Problem der sozialen Spaltung
Für die Bremische Evangelische Kirche kritisierte Pastor Renke Brahms eine wachsende soziale Spaltung der Gesellschaft. Die Grenze verlaufe nicht mehr zwischen Ost und West. „Die Mauer, die Arm und Reich heute trennt, verläuft genauso zwischen Nord und Süd, zwischen einzelnen Kommunen und Stadtteilen“, sagte Brahms.
Mit Blick auf die Wirtschaftskrise fügte er hinzu: „Wer aber statt des notwendigen und gerechten Obolus für die Allgemeinheit nur den eigenen Bonus im Blick hat, ist nicht nur ein Egoist - er gefährdet die Einheit.“ Wachstum beziehe sich nicht nur auf Wirtschaft und Finanzen, sondern auch auf das Miteinander der Menschen unterschiedlicher Mentalitäten, Kulturen und Religionen, betonte der evangelische Pastor.
US-Präsident Obama gratuliert
Anlässlich des offiziellen Festaktes gratulierte auch US-Präsident Barack Obama den Deutschen. In einer Erklärung des Weißen Hauses heißt es: „Wir ehren den Mut und die Überzeugung der Deutschen, die die Berliner Mauer zum Einsturz brachten und Jahrzehnte einer schmerzhaften und künstlichen Trennung beendeten.“
Es handele sich dabei um eine historische Leistung, die Freude und Hoffnung ausgelöst habe. Das Ergebnis der deutschen Einheit sei eine nie dagewesene Freiheit auf dem europäischen Kontinent und in der Welt.

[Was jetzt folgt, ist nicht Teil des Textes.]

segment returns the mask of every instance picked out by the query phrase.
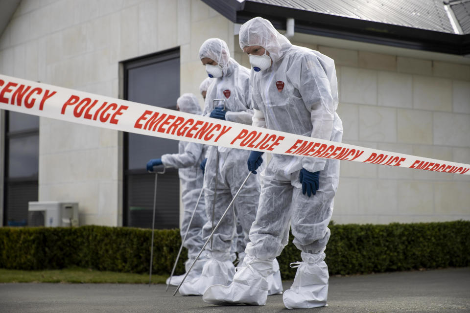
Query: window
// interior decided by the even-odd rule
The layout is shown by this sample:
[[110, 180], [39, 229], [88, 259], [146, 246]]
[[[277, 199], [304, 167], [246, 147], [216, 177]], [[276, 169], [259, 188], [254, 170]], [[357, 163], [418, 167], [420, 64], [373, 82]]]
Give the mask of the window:
[[39, 117], [6, 111], [3, 224], [27, 224], [28, 202], [38, 201]]
[[[179, 49], [124, 63], [126, 100], [176, 109], [180, 95]], [[178, 141], [132, 133], [124, 136], [124, 225], [151, 227], [155, 174], [145, 165], [151, 158], [178, 152]], [[179, 227], [180, 190], [177, 170], [159, 175], [155, 228]]]

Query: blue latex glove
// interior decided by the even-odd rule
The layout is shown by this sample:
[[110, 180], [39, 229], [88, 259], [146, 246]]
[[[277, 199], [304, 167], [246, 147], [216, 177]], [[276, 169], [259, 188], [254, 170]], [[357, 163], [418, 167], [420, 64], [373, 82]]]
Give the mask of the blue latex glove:
[[205, 158], [202, 162], [201, 162], [200, 165], [199, 165], [199, 167], [201, 168], [201, 169], [202, 170], [202, 174], [204, 174], [204, 172], [206, 171], [206, 163], [207, 163], [207, 158]]
[[153, 158], [147, 162], [147, 170], [149, 172], [153, 172], [154, 166], [161, 165], [163, 164], [163, 163], [162, 163], [162, 159]]
[[315, 195], [320, 187], [318, 182], [319, 178], [320, 171], [312, 173], [305, 168], [301, 169], [299, 178], [300, 182], [302, 183], [302, 193], [305, 195], [306, 192], [308, 197], [312, 194]]
[[218, 118], [219, 119], [221, 119], [225, 121], [226, 112], [226, 111], [224, 111], [222, 108], [219, 108], [217, 107], [214, 110], [212, 110], [212, 112], [211, 112], [211, 115], [209, 115], [209, 116], [214, 118]]
[[250, 171], [254, 174], [257, 174], [256, 169], [259, 167], [259, 165], [263, 162], [263, 158], [262, 157], [264, 152], [259, 151], [252, 151], [250, 153], [250, 156], [248, 157], [248, 171]]

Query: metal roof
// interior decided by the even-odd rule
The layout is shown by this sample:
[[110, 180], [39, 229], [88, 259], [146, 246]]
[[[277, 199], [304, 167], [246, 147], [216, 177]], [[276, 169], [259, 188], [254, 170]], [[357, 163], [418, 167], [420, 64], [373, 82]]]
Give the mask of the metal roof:
[[[260, 16], [285, 29], [292, 18], [298, 33], [470, 57], [470, 32], [454, 33], [446, 10], [470, 0], [202, 0], [235, 23]], [[458, 9], [464, 28], [468, 11]]]
[[451, 1], [449, 3], [464, 34], [470, 34], [470, 0]]
[[414, 28], [454, 32], [442, 0], [250, 0]]

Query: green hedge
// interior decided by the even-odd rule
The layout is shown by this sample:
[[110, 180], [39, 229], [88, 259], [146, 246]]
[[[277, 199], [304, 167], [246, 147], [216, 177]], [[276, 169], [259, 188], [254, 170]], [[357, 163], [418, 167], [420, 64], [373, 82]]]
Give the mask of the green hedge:
[[[470, 266], [470, 222], [330, 224], [327, 246], [330, 274]], [[151, 231], [130, 227], [0, 227], [0, 268], [57, 269], [78, 266], [102, 270], [148, 271]], [[291, 243], [278, 257], [283, 279], [300, 261]], [[153, 272], [169, 273], [181, 238], [178, 229], [155, 231]], [[183, 250], [177, 273], [184, 270]]]

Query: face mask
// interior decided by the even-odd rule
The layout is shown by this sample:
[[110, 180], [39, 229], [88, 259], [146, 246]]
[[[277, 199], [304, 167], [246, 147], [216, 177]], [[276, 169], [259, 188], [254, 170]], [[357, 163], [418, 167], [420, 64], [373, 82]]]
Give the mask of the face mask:
[[271, 67], [271, 58], [266, 54], [266, 51], [262, 55], [250, 54], [250, 64], [255, 72], [264, 70]]
[[222, 67], [217, 65], [206, 65], [206, 71], [211, 78], [218, 78], [222, 75]]

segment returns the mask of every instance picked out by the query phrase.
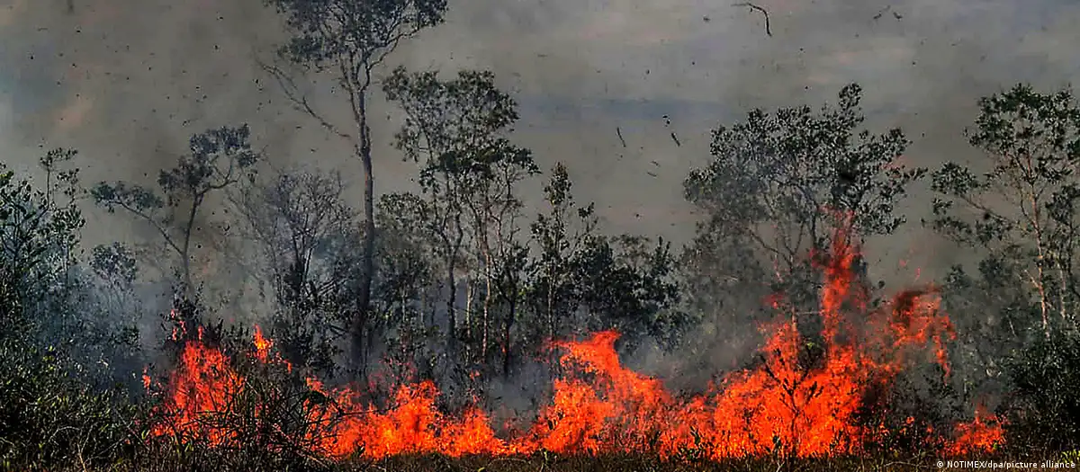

Deutschland zähle zu den engsten Verbündeten und besten Freunden der USA, so Obama weiter. Die Amerikaner seien stolz auf ihre Rolle bei der Verteidigung eines freien Berlins und auf ihre Unterstützung der Deutschen bei ihrem Streben nach Menschenwürde. „Wir bleiben stolz auf unsere Partnerschaft mit unseren deutschen Alliierten.“
Moskauer Schlüsselrolle
Glückwünsche kamen auch von Kremlchef Dmitri Medwedew, der den Beitrag Russlands zu dem historischen Ereignis hervorhob. In einem Glückwunschschreiben betonte er nach Angaben des Kreml, Russland habe mit seiner „Schlüsselrolle“ nicht nur die Vereinigung Deutschlands, sondern Europas ermöglicht. Schon damals sei die Grundlage für einen „vertrauensvollen Dialog“ zwischen Russland und Deutschland geschaffen worden.
Grüße aus dem All
Sogar eine Grußbotschaft aus dem All traf ein. Per Live-Schaltung übermittelte der Kommandant der Raumstation ISS, US-Astronaut Doug Wheelock, in Wort und Bild seine besten Wünsche an die in der Bremen Arena versammelten Gäste. Drei Astronauten sprachen in ihren kurzen Botschaften vor allem von einer „ehrlichen, internationalen Zusammenarbeit“ an Bord. Zum Abschluss flogen ein paar Grußkarten zum Tag der Deutschen Einheit durch das Raumschiff. Die ISS umkreist die Erde in 400 Kilometern Höhe mit einer Geschwindigkeit von 28.000 Kilometern pro Stunde.
Allerorten wird gefeiert
In Bremen wird das bereits am Samstag eröffnete Bürgerfest heute fortgesetzt. In Berlin gibt es am Brandenburger Tor eine Festmeile. Der Bundestag erinnert am Abend mit einer eigenen Veranstaltung an die große Einheitsfeier vor 20 Jahren. Ebenfalls am Abend wird im Berliner Konzerthaus am Gendarmenmarkt der Einheitspreis "Quadriga" verliehen. Preisträger sind unter anderem die Bundeswehr, der griechische Premier Giorgos Papandreou sowie der letzte DDR-Ministerpräsident Lothar de Maiziere und Bundesfinanzminister Wolfgang Schäuble, der vor 20 Jahren den Einigungsvertrag mit aushandelte.